What a different societal view of the working woman we have today than we had just 30 years ago. It's no longer an anomaly to see women working alongside men. It isn't unusual to see women like me supervising an all male crew. I did an informal survey with a group of my friends to hear how they describe themselves. It was so interesting that out of 10 female friends they all started with their marital status, if they had children and then their job. The 6 of the 7 male friends I asked all started with their jobs, then marital status and finally the number of children. The male friend that was the outlier in the survey is extremely religious and started with his faith, job, marital status and then number of children. This micro-society of my friends defines themselves by traditional gender roles. We all work, we all have a marital status, and what does it mean for our society if the women don't place their work at the same level of self-identification as the men do. Does that mean we don't take our work to be as important as our marital status? I think of myself as a working woman that is single, not a single woman that is working until I find a husband. Have women in my social group given up fighting for an equal place in the work world? Just because they describe themselves differently do they think of themselves differently?
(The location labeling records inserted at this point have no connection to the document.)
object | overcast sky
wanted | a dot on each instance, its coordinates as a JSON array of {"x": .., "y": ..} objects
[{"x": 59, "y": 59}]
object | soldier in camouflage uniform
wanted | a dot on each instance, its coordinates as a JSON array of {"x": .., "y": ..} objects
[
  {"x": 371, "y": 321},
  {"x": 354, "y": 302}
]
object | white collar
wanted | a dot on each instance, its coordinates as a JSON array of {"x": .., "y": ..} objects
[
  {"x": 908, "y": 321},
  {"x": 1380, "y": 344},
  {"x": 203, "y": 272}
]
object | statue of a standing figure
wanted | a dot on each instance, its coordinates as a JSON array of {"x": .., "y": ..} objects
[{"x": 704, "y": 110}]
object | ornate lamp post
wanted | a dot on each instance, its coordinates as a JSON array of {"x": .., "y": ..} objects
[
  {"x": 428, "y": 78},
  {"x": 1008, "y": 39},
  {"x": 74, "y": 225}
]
It would be really interesting to see if the married women in my group of friends also fall in to traditional home roles. Who cooks? Who cleans? Do only the husbands mow the lawn? Have we really redefined a woman's role in society as equal to a man's when so few women are College Deans or CEOs of Corporations?

It seems to me that the road to equality is still being built. Women like Margaret and Kathy cleared the path and set the trail but we women still need to do a lot of paving for the women behind us and extend this road to the next exit. Margaret and Kathy are two of the most influential women in my life. I am Kathy's daughter and Margaret's friend. I am a woman that works hard, wants to learn and enjoys a good time. I think they are both proud of how I describe me and would tell me to forget what society thinks and get on with making my goals come true.